Research Fellow, U-M Law School
About
Beginning in Fall 2020, Emily Prifogle is an Assistant Professor in the Law School, with an untenured appointment in the Department of History. Her primary fields of interest are in twentieth-century legal history and include the study of place, local governance, gender, sexuality, and race, and her scholarship incorporates the methods of legal, social, and political history.
Prifogle’s current book project argues that the legal remaking of rural communities was a central feature of twentieth-century America. The project utilizes case studies to examine critical topics that historians and legal scholars have framed as quintessentially urban issues—land use and zoning, policing and prosecution, education equality, labor and economic opportunity, local community organizing and advocacy, and infrastructure and mobility—and reveals their manifestations in rural geographies, economies, and social norms. The result is a new legal history that tells not a story of rural decline but a story of the rural Midwest in a constant process of transformation along lines of class, race, and gender.

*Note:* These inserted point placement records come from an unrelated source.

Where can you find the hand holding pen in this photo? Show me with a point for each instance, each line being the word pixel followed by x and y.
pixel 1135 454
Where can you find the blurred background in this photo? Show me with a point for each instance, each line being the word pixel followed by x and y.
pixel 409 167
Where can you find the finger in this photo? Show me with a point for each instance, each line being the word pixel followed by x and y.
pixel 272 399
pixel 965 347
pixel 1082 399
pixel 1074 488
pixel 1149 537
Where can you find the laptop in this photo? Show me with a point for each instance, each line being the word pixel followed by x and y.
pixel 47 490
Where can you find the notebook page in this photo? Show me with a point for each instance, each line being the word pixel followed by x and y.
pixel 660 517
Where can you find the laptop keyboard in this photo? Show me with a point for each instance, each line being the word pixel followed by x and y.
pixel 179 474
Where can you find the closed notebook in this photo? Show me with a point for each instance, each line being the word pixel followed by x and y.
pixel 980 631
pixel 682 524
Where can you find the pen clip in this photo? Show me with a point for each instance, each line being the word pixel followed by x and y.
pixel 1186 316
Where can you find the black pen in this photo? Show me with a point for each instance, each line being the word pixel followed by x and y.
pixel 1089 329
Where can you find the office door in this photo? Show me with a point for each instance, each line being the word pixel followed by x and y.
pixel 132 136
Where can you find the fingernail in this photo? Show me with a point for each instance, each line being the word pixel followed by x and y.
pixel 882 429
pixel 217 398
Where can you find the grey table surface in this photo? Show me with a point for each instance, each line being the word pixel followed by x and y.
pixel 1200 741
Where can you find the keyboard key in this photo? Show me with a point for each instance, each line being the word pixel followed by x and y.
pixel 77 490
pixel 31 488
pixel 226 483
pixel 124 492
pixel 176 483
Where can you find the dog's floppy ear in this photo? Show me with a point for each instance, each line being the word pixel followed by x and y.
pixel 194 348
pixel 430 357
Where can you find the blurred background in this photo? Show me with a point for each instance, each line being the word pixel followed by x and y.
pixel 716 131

You can learn more about Professor Prifogle’s scholarship at www.emilyprifogle.com.
Selected Publications:
“Legal Landscapes, Migrant Labor, and Rural Social Safety Nets: A World of Neighbors and Strangers in Michigan before State v. Shack, 1942-1965,” (forthcoming with Law & Social Inquiry).
“Law and Laundry: White Laundresses, Chinese Laundrymen, and Hours Restrictions in Muller v. Oregon,” (forthcoming 2020 with Studies in Law, Policy & Society).
“Winks, Whispers, and Prosecutorial Discretion in Rural Iowa, 1925-1928,” (forthcoming 2020 with Annals of Iowa)
“Law and Local Activism: Uncovering the Civil Rights History of Chambers v. Mississippi,” California Law Review 101 (2013):445.